This is design level discussion about web applications. How I design
application that support 1 million concurrent requests??
 
* goraya wrote, On 30-7-2007 15:23:
This is design level discussion about web applications. How I design
application that support 1 million concurrent requests??

Lot's of load balancing, caching and a fat pipe.

But the rest depends on what's behind your webservers. Will you need
database access, external systems, legacy systems? What's the nature of
the data you're accessing, highly dynamic or mostly static or a mix?
Will the site do personalization? Will the contents change based on the
current user? Does it need to be secured?

There are so many factors that come into play, that we need more
information. 1 million concurrent requests is quite enormous. Is that
really the target number? Because if that's true, you'll be looking at
more than 20 million concurrent users at least. What is it you're trying
to do?

Jesse
 
* goraya wrote, On 30-7-2007 15:23:


Lot's of load balancing, caching and a fat pipe.

But the rest depends on what's behind your webservers. Will you need
database access, external systems, legacy systems? What's the nature of
the data you're accessing, highly dynamic or mostly static or a mix?
Will the site do personalization? Will the contents change based on the
current user? Does it need to be secured?

There are so many factors that come into play, that we need more
information. 1 million concurrent requests is quite enormous. Is that
really the target number? Because if that's true, you'll be looking at
more than 20 million concurrent users at least. What is it you're trying
to do?

Jesse

Thanks for ur reply.
I have a discussion with someone and he was asking me how to have a
web application that facilitate these number of people.

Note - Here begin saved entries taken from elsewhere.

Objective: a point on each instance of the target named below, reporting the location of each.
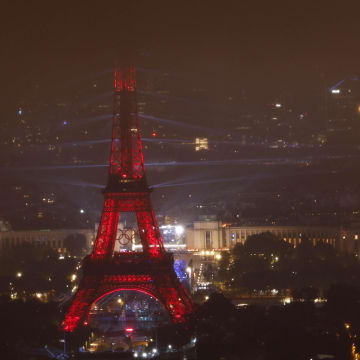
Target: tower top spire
(124, 78)
(126, 159)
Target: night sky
(265, 47)
(246, 54)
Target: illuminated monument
(107, 270)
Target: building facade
(214, 235)
(52, 238)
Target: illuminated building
(214, 235)
(201, 144)
(52, 238)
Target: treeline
(266, 262)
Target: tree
(76, 244)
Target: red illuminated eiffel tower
(107, 270)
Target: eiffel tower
(107, 270)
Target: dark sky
(264, 46)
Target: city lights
(179, 229)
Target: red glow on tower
(106, 270)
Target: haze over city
(249, 118)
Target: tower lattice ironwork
(107, 270)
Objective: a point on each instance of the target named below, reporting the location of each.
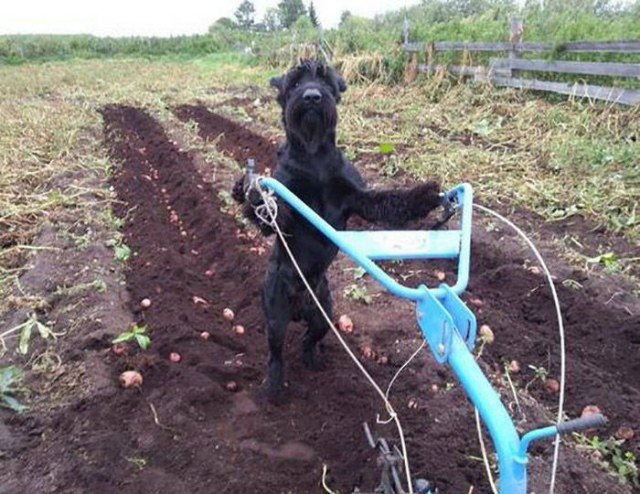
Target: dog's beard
(312, 126)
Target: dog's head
(308, 94)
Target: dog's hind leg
(317, 325)
(277, 313)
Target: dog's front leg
(396, 206)
(317, 326)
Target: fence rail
(632, 46)
(503, 72)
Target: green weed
(137, 334)
(612, 457)
(358, 293)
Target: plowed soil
(202, 425)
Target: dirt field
(202, 425)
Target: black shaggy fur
(313, 168)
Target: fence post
(516, 34)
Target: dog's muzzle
(312, 96)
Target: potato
(486, 334)
(345, 324)
(228, 314)
(514, 367)
(129, 379)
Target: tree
(344, 16)
(313, 16)
(272, 20)
(290, 10)
(223, 23)
(245, 14)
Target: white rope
(388, 406)
(556, 301)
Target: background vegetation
(293, 24)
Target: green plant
(137, 334)
(540, 373)
(24, 332)
(358, 293)
(610, 455)
(10, 377)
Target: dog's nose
(312, 95)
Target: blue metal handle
(464, 195)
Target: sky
(155, 17)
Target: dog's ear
(276, 82)
(342, 85)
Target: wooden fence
(504, 71)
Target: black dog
(313, 168)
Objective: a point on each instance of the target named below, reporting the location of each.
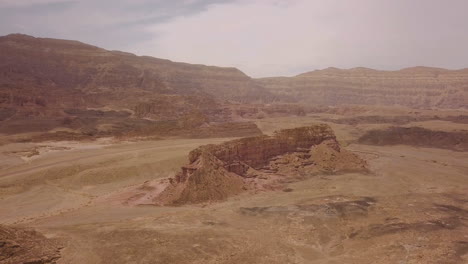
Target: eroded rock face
(419, 87)
(49, 83)
(258, 163)
(18, 245)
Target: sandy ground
(413, 208)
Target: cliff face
(19, 245)
(418, 87)
(216, 172)
(49, 83)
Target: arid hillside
(418, 87)
(46, 84)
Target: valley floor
(412, 208)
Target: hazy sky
(260, 37)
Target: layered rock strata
(216, 172)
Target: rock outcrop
(417, 136)
(47, 84)
(216, 172)
(19, 245)
(418, 87)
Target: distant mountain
(48, 83)
(417, 87)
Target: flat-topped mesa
(216, 172)
(257, 151)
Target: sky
(260, 37)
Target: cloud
(266, 38)
(260, 37)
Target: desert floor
(411, 208)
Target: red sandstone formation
(19, 245)
(216, 172)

I told him
that u should do with load balancing at ur servers. He insisted that
there are other design method that can increase the performance and
help out to facilitate large number of user. I just posted this
discussion here to get more information about this.
If u reffer some some good soure from where I get more information
over web application design, scalability ect.
Its nice to hear from u.
regards
 
* goraya wrote, On 30-7-2007 18:31:
Thanks for ur reply.
I have a discussion with someone and he was asking me how to have a
web application that facilitate these number of people. I told him
that u should do with load balancing at ur servers. He insisted that
there are other design method that can increase the performance and
help out to facilitate large number of user. I just posted this
discussion here to get more information about this.
If u reffer some some good soure from where I get more information
over web application design, scalability ect.
Its nice to hear from u.
regards

As I said before, there are many things which will have influence on the
scalability of a web application. If you're just serving static content
you're all set with a couple of big raid equipped servers with loads of
memory to cache requests.

But when you're adding dynamic content you'll soon find out that there's
much more than just that. SQL Server can be scales out on it's own. You
can split up the contents into different databases, run in clusters etc

If you need access to legacy systems it's sometimes faster to create a
snapshot of the contents of that system in a modern databases and stream
the changes in as they come.

External services can use both caching and queuing where applicable.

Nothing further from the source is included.